The Arizona Legislature has historically overlooked its 22 tribal nations, pushing aside its priorities and citing state jurisdiction as a reason to not invest in tribal communities. According to Senator Hatathlie and Representative Tsosie, that narrative changed this budget session.   

“Our state leaders in Arizona changed the narrative and fiercely advocated for our Navajo Nation priorities,” said Council Delegate Mark Freeland. “In the spirit of bipartisanship, our Democratic and Republican lawmakers came together in the best interest of Arizona. We must remember their advocacy as our roads, veterans, young people, Native languages, and tribal colleges became a top priority. We commend Governor Doug Ducey for signing the state budget into law and making history for our 22 sovereign nations.”  

The State Task Force Sub-Committee has been working with Arizona, New Mexico, and Utah leaders during budget negotiations to allocate millions in state funding for 110 Navajo Nation chapters.
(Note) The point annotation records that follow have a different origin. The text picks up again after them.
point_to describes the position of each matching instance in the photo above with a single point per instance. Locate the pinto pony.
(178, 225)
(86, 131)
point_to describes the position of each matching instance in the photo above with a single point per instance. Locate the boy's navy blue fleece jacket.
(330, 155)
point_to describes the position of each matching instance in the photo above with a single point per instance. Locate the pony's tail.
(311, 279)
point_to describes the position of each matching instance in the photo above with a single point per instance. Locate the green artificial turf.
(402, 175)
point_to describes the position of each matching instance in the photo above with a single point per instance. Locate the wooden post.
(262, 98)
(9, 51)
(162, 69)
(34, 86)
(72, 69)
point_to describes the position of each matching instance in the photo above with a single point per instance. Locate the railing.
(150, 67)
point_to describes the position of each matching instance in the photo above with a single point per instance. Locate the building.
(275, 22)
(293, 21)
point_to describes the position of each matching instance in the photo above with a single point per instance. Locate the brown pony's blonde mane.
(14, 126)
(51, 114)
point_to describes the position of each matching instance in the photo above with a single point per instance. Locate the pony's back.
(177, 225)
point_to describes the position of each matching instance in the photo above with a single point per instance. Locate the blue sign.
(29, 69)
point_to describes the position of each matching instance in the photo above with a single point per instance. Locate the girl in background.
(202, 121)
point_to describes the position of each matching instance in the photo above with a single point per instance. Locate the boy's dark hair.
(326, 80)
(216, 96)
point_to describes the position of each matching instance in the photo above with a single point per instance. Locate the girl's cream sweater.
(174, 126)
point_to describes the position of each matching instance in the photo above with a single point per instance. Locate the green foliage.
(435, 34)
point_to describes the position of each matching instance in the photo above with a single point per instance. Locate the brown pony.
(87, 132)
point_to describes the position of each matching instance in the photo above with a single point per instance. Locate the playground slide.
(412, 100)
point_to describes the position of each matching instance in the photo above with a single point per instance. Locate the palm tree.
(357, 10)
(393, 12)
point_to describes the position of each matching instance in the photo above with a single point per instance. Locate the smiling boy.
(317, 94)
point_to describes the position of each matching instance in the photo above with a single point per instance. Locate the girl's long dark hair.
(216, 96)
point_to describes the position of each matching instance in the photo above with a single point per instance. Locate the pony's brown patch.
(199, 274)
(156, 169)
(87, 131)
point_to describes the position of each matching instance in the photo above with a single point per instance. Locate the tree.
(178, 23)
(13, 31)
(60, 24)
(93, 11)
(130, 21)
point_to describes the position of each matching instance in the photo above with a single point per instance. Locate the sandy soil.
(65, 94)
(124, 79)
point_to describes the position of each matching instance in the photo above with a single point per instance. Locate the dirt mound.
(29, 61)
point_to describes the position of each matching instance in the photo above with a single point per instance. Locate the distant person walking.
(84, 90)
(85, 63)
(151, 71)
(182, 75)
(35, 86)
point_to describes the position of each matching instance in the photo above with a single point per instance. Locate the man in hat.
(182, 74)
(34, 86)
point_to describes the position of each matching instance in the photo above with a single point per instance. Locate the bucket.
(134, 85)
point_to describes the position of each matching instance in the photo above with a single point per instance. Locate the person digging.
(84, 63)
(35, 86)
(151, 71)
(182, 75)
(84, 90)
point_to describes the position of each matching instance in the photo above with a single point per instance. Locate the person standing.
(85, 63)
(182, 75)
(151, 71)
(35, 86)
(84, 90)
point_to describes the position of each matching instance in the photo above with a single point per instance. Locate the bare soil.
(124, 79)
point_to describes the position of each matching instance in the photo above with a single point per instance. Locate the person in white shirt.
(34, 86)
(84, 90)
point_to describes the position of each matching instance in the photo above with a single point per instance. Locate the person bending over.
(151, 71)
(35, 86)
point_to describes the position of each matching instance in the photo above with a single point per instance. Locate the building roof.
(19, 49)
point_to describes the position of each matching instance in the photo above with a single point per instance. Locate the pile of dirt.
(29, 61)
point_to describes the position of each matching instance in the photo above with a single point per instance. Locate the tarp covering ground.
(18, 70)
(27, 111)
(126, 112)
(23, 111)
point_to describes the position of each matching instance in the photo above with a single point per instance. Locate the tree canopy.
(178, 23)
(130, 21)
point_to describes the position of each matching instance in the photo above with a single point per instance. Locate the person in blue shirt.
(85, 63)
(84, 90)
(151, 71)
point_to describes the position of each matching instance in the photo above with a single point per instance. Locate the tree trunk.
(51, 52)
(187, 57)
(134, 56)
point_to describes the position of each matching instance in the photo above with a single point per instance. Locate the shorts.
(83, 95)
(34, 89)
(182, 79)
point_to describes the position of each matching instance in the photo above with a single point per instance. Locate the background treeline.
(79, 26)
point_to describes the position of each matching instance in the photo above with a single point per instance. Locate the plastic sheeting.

Members include Chairman Mark Freeland, Vice Chairman Paul Begay, Council Delegate Pernell Halona, Delegate Herman Daniels Jr., Delegate Charlaine Tso, and Delegate Kee Allen Begay Jr.   

“The legislature also passed a historic $1 billion investment to secure Arizona’s water future that we hope will ensure Lake Powell and Antelope Point Marina are protected,” said Council Delegate Paul Begay. “We just protect our water supply, strengthen our conservation strategies, and ensure clean water is available for future generations. The Navajo Nation commends our Arizona lawmakers for ensuring we get $55 million for our infrastructure and water needs.” 

In a prepared statement, Governor Ducey added, “Over the last eight years, I’ve worked hand-in-hand with the good women and men of the Arizona legislature to tackle the challenges facing our state and pass policies to position Arizona as the land of opportunity. I am so grateful for their partnership. This year’s legislative session is sure to be one to remember – and not only because of the historic bipartisan budget agreement. We took record revenues and invested in priorities that directly impact the lives of our fellow Arizonans: education, public safety, border security, health care, roadways paying off our debts, and saving for the future.”